Noch weht die US-Flagge vor dem Tor von Harman Becker Automotive Systems Im Stockmädle in Ittersbach. Die 980 am Standort verbliebenen Mitarbeiter haben noch keine Information bezüglich ihrer Zukunft unter dem neuen Eigentümer Samsung.
Noch weht die US-Flagge vor dem Tor von Harman Becker Automotive Systems Im Stockmädle in Ittersbach. Die 980 am Standort verbliebenen Mitarbeiter haben noch keine Information bezüglich ihrer Zukunft unter dem neuen Eigentümer Samsung. | Foto: Weber

Überraschende Übernahme

Harman Becker in Karlsbad geht an Elektronik-Gigant Samsung

Ein Paukenschlag wie aus heiterem Himmel war die Nachricht: Smartphone-Gigant Samsung schluckt für knapp acht Milliarden Euro den Automobilzulieferer Harman – also auch Harman Becker mit Sitz in Karlsbad. 980 Arbeitsplätze sind am Standort Karlsbad-Ittersbach, wo noch absolute Ungewissheit bezüglich der Zukunft herrscht.
„Keiner der Kollegen wusste Bescheid. Wir wurden durch eine Meldung im Internet überrascht“, erklärte gestern der Karlsbader Betriebsratsvorsitzende Klaus Rupp im BNN-Gespräch. Und auch für die Geschäftsführung von Harman Deutschland sei es wohl überraschend gekommen. „Die müssen sich wohl erst in den USA informieren.“ Letztlich wurde der Deal eben von den USA aus ausgehandelt und dann wurden nur noch vollendete Tatsachen verkündet.

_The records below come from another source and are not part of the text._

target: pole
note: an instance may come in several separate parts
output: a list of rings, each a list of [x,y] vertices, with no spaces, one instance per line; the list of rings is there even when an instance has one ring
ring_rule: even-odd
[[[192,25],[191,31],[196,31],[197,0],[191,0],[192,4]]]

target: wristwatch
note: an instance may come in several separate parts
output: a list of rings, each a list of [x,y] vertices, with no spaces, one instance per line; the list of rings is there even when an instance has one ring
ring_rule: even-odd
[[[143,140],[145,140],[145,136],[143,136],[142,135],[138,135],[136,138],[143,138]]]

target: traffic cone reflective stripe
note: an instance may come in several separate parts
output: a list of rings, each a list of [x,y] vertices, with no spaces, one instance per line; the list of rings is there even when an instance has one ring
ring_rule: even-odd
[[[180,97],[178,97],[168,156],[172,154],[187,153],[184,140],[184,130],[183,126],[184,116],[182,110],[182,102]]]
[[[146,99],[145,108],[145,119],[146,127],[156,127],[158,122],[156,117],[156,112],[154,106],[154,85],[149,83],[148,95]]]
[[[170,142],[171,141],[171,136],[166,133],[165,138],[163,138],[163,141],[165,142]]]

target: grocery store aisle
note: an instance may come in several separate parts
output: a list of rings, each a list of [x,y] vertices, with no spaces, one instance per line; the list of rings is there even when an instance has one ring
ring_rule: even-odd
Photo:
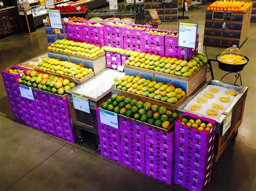
[[[199,52],[206,6],[190,10],[190,20],[199,24]],[[183,22],[180,20],[180,22]],[[163,23],[160,29],[178,29],[178,22]],[[32,36],[18,34],[0,40],[0,69],[18,64],[45,52],[43,28]],[[208,190],[255,190],[256,161],[255,118],[256,81],[256,23],[251,23],[250,37],[241,50],[250,59],[241,72],[244,86],[249,87],[244,120],[235,143],[231,143],[214,166]],[[209,58],[224,49],[207,47]],[[224,72],[214,63],[216,79]],[[0,75],[0,190],[185,190],[169,186],[102,158],[94,145],[71,144],[12,121],[12,116]],[[208,76],[210,77],[209,75]],[[234,77],[224,82],[233,83]]]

Dafür spricht auch die Reaktion der Geschäftsführung am größten deutschen Standort in Karlsbad. „Ein direktes Telefonat ist nicht zu vermitteln“, erklärt die Kommunikationsabteilung im Haus bezüglich Geschäftsführer Udo Hüls. „Die Kommunikation läuft eigentlich über die USA.“

Es wird einfach etwas entschieden

Schon in der Vergangenheit waren die Mitarbeiter bei Harman Becker nicht eben durch eine mitarbeiterfreundliche Konzern-Kommunikation verwöhnt. Entsprechend reagiert auch jetzt die Gewerkschaft IG Metall. „Das ist ein bemerkenswerter Vorgang. Das Verhalten der amerikanischen Unternehmensseite setzt sich fort, es wird einfach etwas entschieden“, sagt die für den Standort zuständige Liane Papaioannou. Nicht ausgeschlossen sei es, dass auch die Karlsbader Firmenleitung bis zuletzt keine Kenntnis hatte. „Ich halte alles für möglich.“ Jedenfalls liefen in Karlsbad offensichtlich die Drähte und es wurde heftig konferiert. Die Gewerkschaft wolle jetzt mit dem Betriebsrat zusammen vehement „ins Gespräch mit der Geschäftsleitung gehen“, um für die Mitarbeiter schnellstmöglich mehr Information zu bekommen.
Was hat der südkoreanische Konzern Samsung vor? Das ist für Karlsbad noch keineswegs zu beantworten. Die Gesamtstrategie schon, denn wie Apple will sich der Samsung jetzt im Bereich Automobil-Elektronik verzahnen. Modernste Autos gelten heute schon als „fahrende Smartphones“. Betriebsratschef Klaus Rupp sieht für Harman Becker durchaus nicht schwarz, vielleicht steht den Mitarbeitern gar eine bessere Zukunft ins Haus als unter dem US-Konzern.
Wie berichtet, hatte Harman den Standort Karlsbad mehr und mehr beschnitten. Vor Jahren waren noch rund 1 600 Menschen dort beschäftigt, dann wurde sukzessive die Produktion heruntergefahren. „Inzwischen wurde die Produktion nach Ungarn verlagert“, so Rupp. Die Entwicklungsabteilung sei das Rückgrat bei Harman Becker, Verwaltung und Vertrieb kommen hinzu, dazu eine kleine Ersatzteilfertigung.
„Wir sind in Sachen elektronischer Vernetzung im Auto ein interessanter Partner“, blickt Rupp voraus. Immerhin habe man die Premium-Automobilhersteller als Kunden. Am Standort Karlsbad in erster Linie Audi und VW. Gerade diese Kundenbeziehungen seien für Samsung interessant. Chancen und Risiken mit Samsung als Eigentümer schätzt der Betriebsratsvorsitzende noch mit 50 zu 50 ein. Zuerst müssen sich aber die Nebelschleier nach der Übernahme lüften.